48
Cutty had lost his visual on Thorne and his wife on board the train—they had entered another compartment and cleverly painted over the camera lens—but it was not going to save them. Traveling into the thick of the city, there was no way Thorne could avoid the Kingdom’s omnipresent eyes.
Valdez pushed the SUV down GA 400 South at eighty-five miles an hour, the tires churning up rain from the pavement. Based on the camera images transmitted to his MDT, Cutty knew the train had a lead on them. It had already passed down the highway and pulled into the Buckhead station, near Lenox Square Mall.
They sped through a toll plaza without slowing, the Cruise Card scanners reading the transponder mounted on the windshield. Ahead, there were exits for Peachtree and Piedmont roads, major arteries that ran through the heart of Buckhead, one of the biggest commercial and residential districts in the city.
“Get off on Peachtree here,” he said, “and stay on it. We’ll keep pace with the train and catch them when they leave the station.”
Nodding, she veered off the highway.
He watched the screen, following the action at the Buckhead station. The range of vision shifted as the surveillance camera pivoted. A handful of passengers disembarked from the train, but not Thorne.

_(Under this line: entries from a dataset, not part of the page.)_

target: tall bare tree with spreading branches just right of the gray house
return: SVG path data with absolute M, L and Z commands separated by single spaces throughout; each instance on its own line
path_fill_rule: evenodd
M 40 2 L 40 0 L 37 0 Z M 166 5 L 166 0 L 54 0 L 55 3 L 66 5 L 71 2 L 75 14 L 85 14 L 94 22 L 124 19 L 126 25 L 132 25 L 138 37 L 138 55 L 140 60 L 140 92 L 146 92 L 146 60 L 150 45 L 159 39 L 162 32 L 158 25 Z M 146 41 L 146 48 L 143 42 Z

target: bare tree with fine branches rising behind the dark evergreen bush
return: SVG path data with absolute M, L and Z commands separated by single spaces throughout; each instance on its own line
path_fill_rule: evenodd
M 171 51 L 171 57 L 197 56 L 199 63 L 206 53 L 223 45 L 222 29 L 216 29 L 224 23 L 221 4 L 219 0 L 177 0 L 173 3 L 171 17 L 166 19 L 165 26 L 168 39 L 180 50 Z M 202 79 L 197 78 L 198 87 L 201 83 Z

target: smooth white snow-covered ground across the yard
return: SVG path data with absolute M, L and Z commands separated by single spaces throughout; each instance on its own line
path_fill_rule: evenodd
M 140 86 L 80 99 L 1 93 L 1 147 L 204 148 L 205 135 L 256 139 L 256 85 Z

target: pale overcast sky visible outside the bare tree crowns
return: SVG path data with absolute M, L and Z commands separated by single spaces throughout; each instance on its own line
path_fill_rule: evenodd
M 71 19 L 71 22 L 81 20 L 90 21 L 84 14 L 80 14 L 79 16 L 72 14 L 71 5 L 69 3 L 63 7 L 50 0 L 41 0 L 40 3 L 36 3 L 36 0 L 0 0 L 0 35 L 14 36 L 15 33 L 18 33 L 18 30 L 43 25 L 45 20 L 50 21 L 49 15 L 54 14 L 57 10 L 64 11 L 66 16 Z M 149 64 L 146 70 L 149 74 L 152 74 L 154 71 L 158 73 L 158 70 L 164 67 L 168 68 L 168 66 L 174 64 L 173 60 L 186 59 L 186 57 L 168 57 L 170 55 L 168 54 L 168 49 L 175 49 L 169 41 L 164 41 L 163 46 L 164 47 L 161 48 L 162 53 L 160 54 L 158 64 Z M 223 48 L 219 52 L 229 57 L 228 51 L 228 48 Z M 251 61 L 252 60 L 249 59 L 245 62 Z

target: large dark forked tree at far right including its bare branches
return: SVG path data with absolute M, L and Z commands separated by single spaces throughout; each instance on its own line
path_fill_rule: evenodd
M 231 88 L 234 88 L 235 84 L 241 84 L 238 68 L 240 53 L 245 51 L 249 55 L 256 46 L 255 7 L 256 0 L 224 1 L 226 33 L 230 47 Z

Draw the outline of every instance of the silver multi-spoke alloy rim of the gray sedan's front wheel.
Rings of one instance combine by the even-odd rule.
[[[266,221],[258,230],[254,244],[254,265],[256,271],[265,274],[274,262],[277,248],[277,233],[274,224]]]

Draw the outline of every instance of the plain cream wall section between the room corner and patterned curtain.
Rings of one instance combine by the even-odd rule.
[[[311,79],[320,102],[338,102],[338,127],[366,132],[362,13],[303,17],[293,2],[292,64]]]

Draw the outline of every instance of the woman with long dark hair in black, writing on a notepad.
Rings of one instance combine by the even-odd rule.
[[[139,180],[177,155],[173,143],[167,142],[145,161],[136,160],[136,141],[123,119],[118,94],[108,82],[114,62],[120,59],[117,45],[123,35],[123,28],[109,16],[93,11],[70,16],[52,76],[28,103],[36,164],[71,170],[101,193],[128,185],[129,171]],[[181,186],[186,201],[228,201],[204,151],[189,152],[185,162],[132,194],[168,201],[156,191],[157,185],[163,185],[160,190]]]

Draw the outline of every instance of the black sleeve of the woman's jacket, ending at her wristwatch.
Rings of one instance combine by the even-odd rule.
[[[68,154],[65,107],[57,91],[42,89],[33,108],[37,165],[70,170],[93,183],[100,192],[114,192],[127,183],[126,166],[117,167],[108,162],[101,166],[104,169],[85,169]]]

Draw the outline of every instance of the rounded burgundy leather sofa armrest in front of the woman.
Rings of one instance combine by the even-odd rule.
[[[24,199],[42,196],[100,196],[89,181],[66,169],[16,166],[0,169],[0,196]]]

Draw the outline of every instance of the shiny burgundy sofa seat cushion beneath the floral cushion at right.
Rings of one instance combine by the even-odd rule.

“Keep going south,” he said.
They rumbled down Peachtree, the typically busy thoroughfare virtually deserted at that early morning hour. They blasted past Lenox Square Mall, and a row of swanky restaurants and hotels.
The train stopped next at the Lindberg Center. On the camera, he watched one person disembark, and it was neither Thorne, nor his wife.
Next, the Arts Center station. Two young men left the train.
He toggled to the Midtown station. The train had about a five-minute lead on them, but Valdez was closing the gap, skillfully navigating the wet roads and cautiously running through red traffic lights.
At Midtown Station, three passengers disembarked. But he saw something that sent him bolting upright in the seat.
Two shadowy shapes waited inside a passenger car, staring out the window. The camera continued its revolution to the right, and the figures slid out of view. But when the camera panned to the left again, the silhouettes had vanished.
Son-of-a-bitch.
“They got off at the Midtown station,” he said. “Peachtree and Tenth Street. Go!”
Mashing the accelerator, Valdez ran a red light at Seventeenth Street.
Cutty shoved the keyboard off his lap. He withdrew the Glock from the holster, and chambered a round.
They bumped and swerved along Peachtree. The road was not a straight thoroughfare—it had a series of curves that prevented Valdez from reaching a high speed, lest she throw the big SUV into a tailspin.
He rolled down the passenger-side window. Cold raindrops trickled down his face, but he was so focused on his intent that he barely registered the wetness.
He was thinking about cutting Thorne down, drive-by style.
They swung onto Tenth Street and thundered toward the Midtown station. He didn’t see Thorne or his woman in the vicinity, but if they had gotten off the train only five minutes ago, they could not have traveled far.
Valdez braked at a light. “Where go now?”
“Circle the area. A hunch tells me they’re on foot. They’ve got to be within a six-block radius of the station.”
“Si.”
“Meanwhile, I’ll check surveillance video. This entire section of town is saturated with cameras.”